According to The Toast, although King Matthias II wanted a public trial and conviction against Báthory, her family did everything in their power to prevent that from happening. If Báthory was given over and convicted, then the King had a right to take her land. But by keeping Báthory locked up in the castle, the property remained in the family.

Báthory attempted to escape once, but she was caught and never had the chance to try again. For three years she was kept in the walled-in room and was given food through a small passage, until in August 1614 she was found dead on the floor. She was buried in a local cemetery but, according to HeadStuff, so many locals complained that as a result she was moved to the family tomb in Ecsed, Hungary. It's unclear if her remains ever actually made it there, though, since her tomb was reportedly empty when it was opened in 1938.

Or maybe Elizabeth Báthory was the victim of a plot

Despite the seemingly abundant evidence against Báthory, she may have been the victim of a conspiracy. According to All That's Interesting, King Matthias II had owed a large debt to Count Nádasdy, which had transferred to Elizabeth Báthory after her husband's death. Had Báthory been convicted, he would've acquired her vast lands. But György Thurzó was able to convince the king that Báthory was better off being hidden out of sight in order to limit the damage that would've done to the Báthory-Nádasdy family and to Hungarian nobility in general. In exchange, the Báthory-Nádasdys agreed to cancel King Matthias II's large debt.
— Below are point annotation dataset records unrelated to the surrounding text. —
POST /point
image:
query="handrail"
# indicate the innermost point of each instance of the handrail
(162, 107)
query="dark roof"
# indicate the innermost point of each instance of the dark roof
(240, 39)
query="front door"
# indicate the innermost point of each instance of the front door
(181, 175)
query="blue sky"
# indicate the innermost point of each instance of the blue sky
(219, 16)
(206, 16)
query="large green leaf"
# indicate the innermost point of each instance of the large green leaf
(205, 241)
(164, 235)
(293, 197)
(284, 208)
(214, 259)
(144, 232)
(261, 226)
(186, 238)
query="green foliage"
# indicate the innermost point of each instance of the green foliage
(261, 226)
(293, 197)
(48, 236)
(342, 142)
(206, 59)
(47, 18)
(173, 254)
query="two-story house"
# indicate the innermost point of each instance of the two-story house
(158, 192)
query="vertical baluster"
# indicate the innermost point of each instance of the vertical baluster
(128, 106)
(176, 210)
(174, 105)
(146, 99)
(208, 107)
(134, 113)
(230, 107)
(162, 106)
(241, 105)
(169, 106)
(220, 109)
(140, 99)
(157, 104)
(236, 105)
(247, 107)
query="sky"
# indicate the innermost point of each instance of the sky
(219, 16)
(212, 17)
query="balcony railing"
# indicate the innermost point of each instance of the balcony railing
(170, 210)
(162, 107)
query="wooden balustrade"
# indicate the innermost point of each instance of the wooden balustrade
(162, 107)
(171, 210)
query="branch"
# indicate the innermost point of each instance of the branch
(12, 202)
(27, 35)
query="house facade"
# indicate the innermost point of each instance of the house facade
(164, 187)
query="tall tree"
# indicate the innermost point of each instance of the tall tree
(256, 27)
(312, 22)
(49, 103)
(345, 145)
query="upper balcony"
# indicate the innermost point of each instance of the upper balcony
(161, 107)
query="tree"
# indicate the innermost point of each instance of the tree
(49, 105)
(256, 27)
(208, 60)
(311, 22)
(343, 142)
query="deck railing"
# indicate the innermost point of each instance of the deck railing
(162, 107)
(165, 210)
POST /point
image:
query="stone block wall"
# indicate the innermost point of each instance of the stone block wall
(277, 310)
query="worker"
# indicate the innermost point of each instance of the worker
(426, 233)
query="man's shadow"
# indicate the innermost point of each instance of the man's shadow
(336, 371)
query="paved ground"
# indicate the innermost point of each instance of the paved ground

It's possible that her family was targeted for being Protestant during a time when tensions were escalating between Protestants and Catholics in the run-up to what would become the Thirty Years War in 1618. Her family also didn't have the best relationship with the ruling Catholic Habsburgs. Since there were few rumors about Báthory before her husband's death, it's also possible the rumors came out of pure resentment.

According to HeadStuff, many of the stories about Báthory came about after-the-fact. In 1729, Jesuit historian Father László Turóczi repeated tales of her bloodlust uncritically. Although the veracity of some of the stories were challenged over the years, her associations with Transylvania and blood made her an ideal addition to the vampire legends.